The truth is I wasn’t supposed to be in Istanbul in the first place. I refused to listen to my world-famous chemical engineer dad’s words of advice who told me to major in engineering. Instead, I graduated with an English degree from UC Berkeley, and with no immediate career prospects, got a job driving a bus. I crashed the bus into a parked car the first day of work and was fired on the spot. I took the next job that came up, which was teaching English in Istanbul
The city, with a population of six million at the time was filled with men—all staring at me: young, old, handsome, ugly. All this male attention felt exciting at first when I walked down the street, like I was a famous and glamorous movie star. As I began learning Turkish, I understood the awful things these men were saying, and wanted them to leave me alone. But no matter what I did, no matter how modestly I dressed, they harassed me constantly, like swarms of malaria-infested mosquitoes.
One time, while coming home in a taxi from a party at 2 a.m., four Turkish policemen, machine guns slung around their shoulders, stopped me, and forced me into the back of their car. They asked what I was doing out so late and threatened to take me down to the station for a virginity test. I sat resolutely, squashed between two of them in the back and said, “I’m an American. And an English teacher.” They were so excited, they made me sit there with them practicing their broken English. I was not amused. When they let me out and I got to the front door of my apartment, I unadvisedly screamed every Turkish curse word I knew. But my pronunciation was so bad, I doubt they knew what I was saying.

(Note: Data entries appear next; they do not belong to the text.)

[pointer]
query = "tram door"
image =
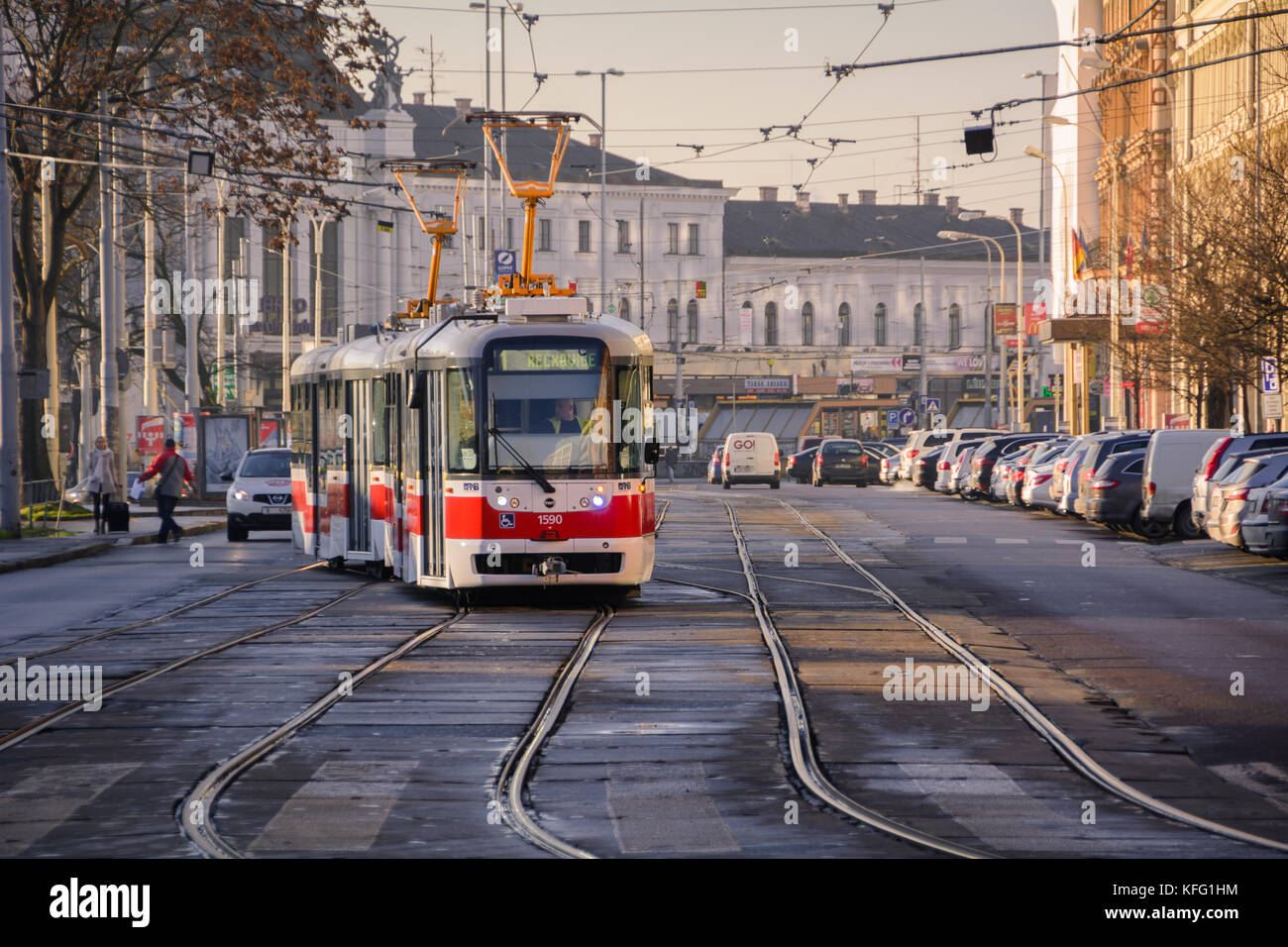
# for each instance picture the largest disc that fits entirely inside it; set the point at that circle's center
(432, 441)
(359, 406)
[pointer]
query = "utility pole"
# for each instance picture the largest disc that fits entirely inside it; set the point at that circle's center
(923, 381)
(110, 399)
(286, 316)
(9, 489)
(47, 236)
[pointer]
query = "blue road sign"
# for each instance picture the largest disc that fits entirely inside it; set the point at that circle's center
(505, 262)
(1270, 375)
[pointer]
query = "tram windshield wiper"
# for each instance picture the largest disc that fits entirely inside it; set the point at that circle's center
(531, 471)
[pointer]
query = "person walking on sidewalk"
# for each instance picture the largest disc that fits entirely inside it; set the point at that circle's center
(102, 480)
(172, 471)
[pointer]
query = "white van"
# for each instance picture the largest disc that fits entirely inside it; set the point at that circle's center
(750, 458)
(1166, 484)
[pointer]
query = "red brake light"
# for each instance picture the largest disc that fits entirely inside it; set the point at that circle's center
(1216, 458)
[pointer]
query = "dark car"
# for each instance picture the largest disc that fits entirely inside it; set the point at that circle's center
(800, 466)
(987, 455)
(840, 460)
(925, 468)
(1113, 495)
(1102, 446)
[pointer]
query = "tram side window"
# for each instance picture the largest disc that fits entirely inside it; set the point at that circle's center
(462, 431)
(378, 434)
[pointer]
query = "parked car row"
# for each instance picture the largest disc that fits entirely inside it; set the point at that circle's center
(1150, 482)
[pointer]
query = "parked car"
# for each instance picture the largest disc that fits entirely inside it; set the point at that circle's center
(750, 457)
(1171, 463)
(1240, 493)
(840, 460)
(1269, 534)
(960, 472)
(800, 466)
(259, 493)
(925, 467)
(1215, 458)
(986, 458)
(948, 460)
(1113, 495)
(923, 440)
(1100, 447)
(713, 470)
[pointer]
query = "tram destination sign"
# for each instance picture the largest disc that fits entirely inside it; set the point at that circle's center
(548, 360)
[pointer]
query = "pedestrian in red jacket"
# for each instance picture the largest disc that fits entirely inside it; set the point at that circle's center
(172, 471)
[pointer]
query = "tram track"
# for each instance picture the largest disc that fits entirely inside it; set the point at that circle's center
(158, 618)
(804, 758)
(1064, 744)
(197, 810)
(44, 722)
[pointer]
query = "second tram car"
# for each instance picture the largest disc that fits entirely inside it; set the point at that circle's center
(509, 447)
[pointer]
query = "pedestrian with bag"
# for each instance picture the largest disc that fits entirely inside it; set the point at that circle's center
(172, 471)
(102, 480)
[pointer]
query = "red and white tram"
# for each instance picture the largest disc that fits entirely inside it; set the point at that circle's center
(507, 447)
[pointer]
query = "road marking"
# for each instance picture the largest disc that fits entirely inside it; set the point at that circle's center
(342, 808)
(665, 809)
(40, 802)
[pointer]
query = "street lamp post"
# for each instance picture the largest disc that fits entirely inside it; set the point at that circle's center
(988, 322)
(603, 180)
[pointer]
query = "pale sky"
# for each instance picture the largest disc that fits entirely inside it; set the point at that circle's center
(655, 106)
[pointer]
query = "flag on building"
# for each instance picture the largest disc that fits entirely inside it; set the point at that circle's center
(1080, 256)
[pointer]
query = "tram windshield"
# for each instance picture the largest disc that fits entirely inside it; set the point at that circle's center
(554, 403)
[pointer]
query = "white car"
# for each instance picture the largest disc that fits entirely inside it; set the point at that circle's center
(259, 496)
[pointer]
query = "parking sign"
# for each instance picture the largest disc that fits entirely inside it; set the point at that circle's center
(503, 261)
(1270, 375)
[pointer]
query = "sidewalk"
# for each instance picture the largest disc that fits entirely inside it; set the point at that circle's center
(51, 551)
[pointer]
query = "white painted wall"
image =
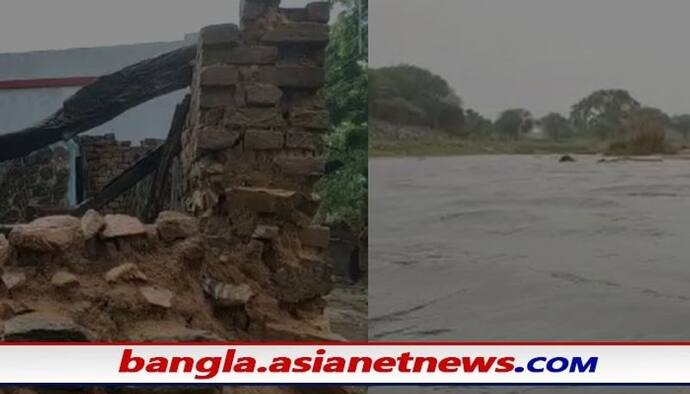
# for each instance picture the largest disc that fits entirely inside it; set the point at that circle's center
(22, 107)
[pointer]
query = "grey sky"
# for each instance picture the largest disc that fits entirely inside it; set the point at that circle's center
(27, 25)
(542, 55)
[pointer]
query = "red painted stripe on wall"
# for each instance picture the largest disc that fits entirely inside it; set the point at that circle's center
(46, 83)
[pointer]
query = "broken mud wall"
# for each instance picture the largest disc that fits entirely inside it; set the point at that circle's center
(39, 181)
(103, 159)
(252, 154)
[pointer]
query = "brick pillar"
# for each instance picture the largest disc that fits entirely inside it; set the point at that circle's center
(252, 148)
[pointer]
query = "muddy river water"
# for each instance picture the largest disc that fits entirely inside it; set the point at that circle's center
(524, 247)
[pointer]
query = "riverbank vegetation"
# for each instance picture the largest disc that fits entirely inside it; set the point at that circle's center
(415, 112)
(344, 190)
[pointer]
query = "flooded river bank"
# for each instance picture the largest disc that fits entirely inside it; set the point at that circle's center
(524, 247)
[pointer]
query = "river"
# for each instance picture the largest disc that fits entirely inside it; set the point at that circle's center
(527, 248)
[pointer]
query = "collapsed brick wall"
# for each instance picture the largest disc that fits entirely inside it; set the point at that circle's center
(103, 159)
(40, 179)
(252, 154)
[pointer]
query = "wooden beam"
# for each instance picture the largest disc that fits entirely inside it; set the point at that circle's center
(171, 149)
(125, 181)
(103, 100)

Another time, I was riding on a bus to Butterfly Valley, an alleged pot smoking paradise for backpackers on the Aegean Sea. A man across the aisle from me offered me a cigarette. I said no, but I could feel his eyes on me when I turned away and knew something bad and disgusting was about to happen. And there it was—his flaccid penis, which he pulled out of his pants. I screamed and ran to the front of the bus, trying to explain to the driver in my broken Turkish what just happened. “There’s a penis there, and a very bad man,” I said pointing to the man. The driver told me to sit in the front . “No, that won’t do,” I said. So, the driver pulled off the road and the man got off, the bus. For the rest of the trip, the whole bus sat in silent terror, as I—now out of my mind—lectured everyone about what a horrible time I was having in Turkey. “ I’m an English teacher. There’s a lot of dirty men in Turkey. I’ve had a lot of problems.”
No one said a word the rest of the 20-minute-trip, except, of course, for me.
None of that stopped me of course, from going to Butterfly Valley where I spent the next 72 hours, hanging out with the other backpackers, getting stoned, floating on my back in the waves, chest arched to the heavens in an ocean so warm, salty and buoyant, it seemed impossible to sink, and then later on sneaking off to make out in the bushes with a Scottish boy named Sammy with brown hair as soft as corn silk and the bluest eyes I’d ever seen.
Not long after that trip, Lesley and I were walking one night down a cobblestone street to go to a Reggae disco when a group of teenage boys passed by, and one of them grabbed my butt and ran down the street. I was in no mood for bullshit since the scariest thing of all had just happened to me two weeks prior, and I was recovering with a hard yellow cast around my arm.
I tore off after the boy, chasing him at top speed for blocks, screaming every swear word I knew at the top of my lungs into the empty city streets. I wasn’t scared about what would happen if I caught up to him. All I cared about was throwing myself on top of him—all 5’5” and 120 pounds of me—on top of him and killing him with my bare hands. When I came back empty-handed, the boys’ friends quietly skittered off. My friend, Lesley, laughed and said, “Well, I guess he’ll think twice before doing that again.”
I looked at the boys toddling off down the road .I looked back at Lesley, and said, “Yep, you got that right,” I said, and we kept on going to the disco.